In our executive search education series, we have covered how to know if you are ready to engage a search firm, how to find executive search firms and consultants, the differences between retained and contingency firms, the questions to ask before engaging a consultant, and how to commence a search effectively.
As we have said, an executive search is an investment of your time and your organization's money so you want to be sure to commit to your role in process. Maintaining the momentum of an executive search is extremely important. If you do not maintain momentum, you risk losing the interest of high-caliber candidates as well as the attention of the search consultant. Following are our tips for maintaining a search's momentum to ensure a successful completion:
Commit to your role in the search process, continually collaborating with the search consultant.
Regard the search consultant as a trusted advisor, not simply as a vendor. Respect their insight and knowledge of your industry, your competitors, and prospective candidates.
View the search as a priority and respect the sense of urgency.
Keep your internal team apprised of search progress.
Support the continuous flow of information and respond to the consultant’s emails and voice mails in a timely manner.
To prepare for candidate interviews, understand how to present your organization and its opportunity to potential candidates. A good search consultant will assist you in developing an interview strategy as well as prepare you for individual interviews (i.e. candidates' motivations, hot buttons, current employment situation, family issues).
Provide timely, substantive feedback on candidates and their suitability as you want to keep the search refined and the process moving.
Trust the consultant’s suggestions during compensation negotiations and allow them to make the offer to the selected candidate.
Have a plan for onboarding the successful candidate.

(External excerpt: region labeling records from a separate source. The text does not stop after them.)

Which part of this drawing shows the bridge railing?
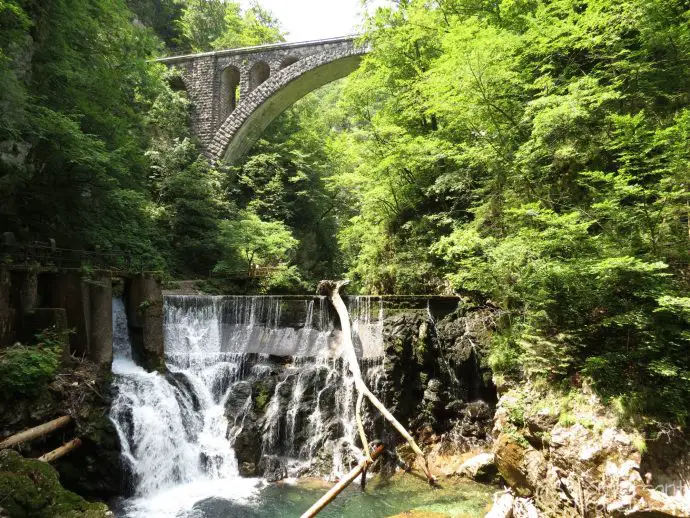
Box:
[0,239,156,274]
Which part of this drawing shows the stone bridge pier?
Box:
[159,37,367,163]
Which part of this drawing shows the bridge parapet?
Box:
[159,37,366,162]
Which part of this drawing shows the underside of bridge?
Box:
[160,37,366,163]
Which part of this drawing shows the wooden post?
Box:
[38,437,81,462]
[0,415,72,450]
[300,445,383,518]
[318,281,436,484]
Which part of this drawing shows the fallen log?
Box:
[300,445,383,518]
[38,437,81,462]
[0,415,72,450]
[318,281,436,484]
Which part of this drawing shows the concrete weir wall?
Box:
[0,268,163,366]
[125,275,165,370]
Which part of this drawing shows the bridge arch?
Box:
[158,36,367,162]
[249,61,271,92]
[280,56,299,70]
[220,65,241,118]
[208,47,364,163]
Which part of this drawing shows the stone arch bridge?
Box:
[159,37,367,163]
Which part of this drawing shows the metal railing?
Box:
[0,240,157,273]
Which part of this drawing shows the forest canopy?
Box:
[0,0,690,423]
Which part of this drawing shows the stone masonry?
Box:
[159,37,367,162]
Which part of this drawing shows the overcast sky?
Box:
[242,0,386,41]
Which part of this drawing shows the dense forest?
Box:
[0,0,690,430]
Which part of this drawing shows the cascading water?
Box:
[110,296,383,517]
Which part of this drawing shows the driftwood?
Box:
[0,415,72,450]
[318,281,435,484]
[38,437,81,462]
[300,445,383,518]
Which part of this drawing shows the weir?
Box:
[110,296,384,517]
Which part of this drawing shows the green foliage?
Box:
[214,212,297,276]
[177,0,285,52]
[0,329,67,399]
[330,0,690,422]
[226,83,352,292]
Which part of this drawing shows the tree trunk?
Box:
[300,445,383,518]
[319,281,435,484]
[0,415,72,450]
[38,437,81,462]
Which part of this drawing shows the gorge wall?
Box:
[106,296,495,512]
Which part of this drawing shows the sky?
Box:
[241,0,386,42]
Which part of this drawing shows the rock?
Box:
[0,450,113,518]
[233,425,261,477]
[456,453,498,482]
[238,462,258,477]
[388,510,450,518]
[494,433,546,497]
[224,381,252,421]
[484,493,515,518]
[513,498,540,518]
[259,455,287,482]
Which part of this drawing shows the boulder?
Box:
[494,433,546,497]
[456,453,498,482]
[0,450,113,518]
[484,492,515,518]
[258,455,287,482]
[233,425,261,477]
[513,498,541,518]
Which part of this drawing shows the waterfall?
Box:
[110,296,383,517]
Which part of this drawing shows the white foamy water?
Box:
[110,297,383,518]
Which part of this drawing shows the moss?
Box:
[0,450,108,518]
[254,384,271,411]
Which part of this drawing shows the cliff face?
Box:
[493,383,690,516]
[0,358,125,504]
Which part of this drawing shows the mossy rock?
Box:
[0,450,112,518]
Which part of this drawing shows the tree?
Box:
[215,212,297,276]
[178,0,285,52]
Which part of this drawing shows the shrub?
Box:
[0,329,66,399]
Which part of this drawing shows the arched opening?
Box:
[249,61,271,92]
[280,56,299,70]
[220,66,240,123]
[218,53,363,164]
[168,74,187,92]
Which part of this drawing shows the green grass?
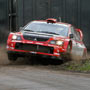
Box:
[62,60,90,72]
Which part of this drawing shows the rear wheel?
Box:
[8,53,17,61]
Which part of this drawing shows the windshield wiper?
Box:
[40,31,59,35]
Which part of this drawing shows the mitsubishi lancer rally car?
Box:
[7,18,87,61]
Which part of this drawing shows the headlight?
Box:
[12,35,22,40]
[49,40,63,46]
[56,41,63,45]
[49,40,56,44]
[12,35,17,40]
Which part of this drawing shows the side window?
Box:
[71,27,80,41]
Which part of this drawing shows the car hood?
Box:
[18,32,65,41]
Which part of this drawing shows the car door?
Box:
[75,30,85,56]
[71,26,78,55]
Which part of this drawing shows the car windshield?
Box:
[24,22,69,36]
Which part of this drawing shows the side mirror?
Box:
[69,34,74,38]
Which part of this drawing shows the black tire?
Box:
[66,44,72,60]
[8,53,17,61]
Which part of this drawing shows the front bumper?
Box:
[7,42,65,57]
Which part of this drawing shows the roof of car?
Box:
[32,20,71,27]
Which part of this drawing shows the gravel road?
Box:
[0,45,90,90]
[0,65,90,90]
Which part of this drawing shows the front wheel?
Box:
[66,44,72,60]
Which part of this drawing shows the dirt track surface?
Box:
[0,45,90,90]
[0,66,90,90]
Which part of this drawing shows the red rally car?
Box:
[7,18,87,61]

Remember that, after hiring the professional, your role continues in onboarding that individual into your organization and team. The first six months are crucial in a new hire’s employment so you will want to make sure the executive is assimilating well and is flourishing within the role. Your search consultant should also continue to stay in touch with both you and the professional throughout these first six months. Any issues should be addressed promptly and appropriately to ensure the long-term success of the individual within your organization.